As I said in my last post, when coyotes crossed my path, I chose to see them as a sign. Disconnect more was my interpretation of the message. More wildlife was showing up when I ran because there were so few other humans. Animals were reclaiming their space, and I needed to reclaim mine. My inner space.

Looking through the aquarium glass of a computer screen at a version of the world skewed by what people choose to share or make important was getting oppressive. So, I declared a timeout from Facebook, even though I knew I would miss friends’ pictures of their kids and cats and gardens, and links to their art and music. I needed a break from the mix of news and trivia that makes up the rest of Facebook. This freed up writing time. Freed my mind from the urge to scroll, too.

Then my laptop crashed. Like the coyote-powered universe was saying, “Hey, you like your time out?  Here’s more.”

And it was good. No news at all. No e-mail.
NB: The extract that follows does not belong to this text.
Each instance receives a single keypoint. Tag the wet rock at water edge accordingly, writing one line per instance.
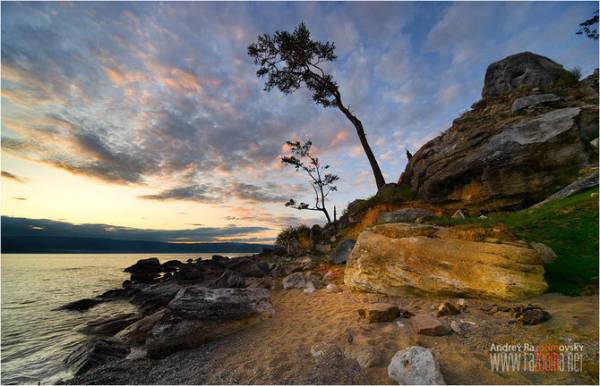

My days out from under the internet allowed me not only to surface from the info-pond but to have a breakthrough.  Writing by hand, I outlined my main characters’ life events during the year and six months between the end of the seventh Mae Martin Mystery, Shadow Family, and the beginning of the eighth one. Then I chose five events in that timeline and sketched the plots of short stories.  Already, I can already see the effect this insight into the “skipped” time will have on my revisions to book eight.

When FedEx delivered the new laptop, after my four serene and productive days, I had mixed feelings about it, especially once I was swamped with the hassles of getting various setups completed. Everything was about the computer.

Now I’m adapted to it and doing my best to have a different relationship with it than with its predecessor. When I venture onto Facebook, it’s only to get in touch with a few close friends and a group of fellow writers, and then I’m outta there. I do follow the news again, but I limit it to listening while I’m lifting weights or doing housework. I’ve finished a fairly polished version of one short story, completed the first draft of the next, and improvised the opening paragraphs of the third. Writing short fiction is great discipline for tightening scenes in full-length novels. And my time without a computer made me keep flowing as I wrote, no stopping to fix and tinker. I’m applying that process to my first drafts now:  keep going to the end. It’s all going to get revised anyway.

Though I’m still one of the world’s slowest writers, I’ve learned how to speed up a little.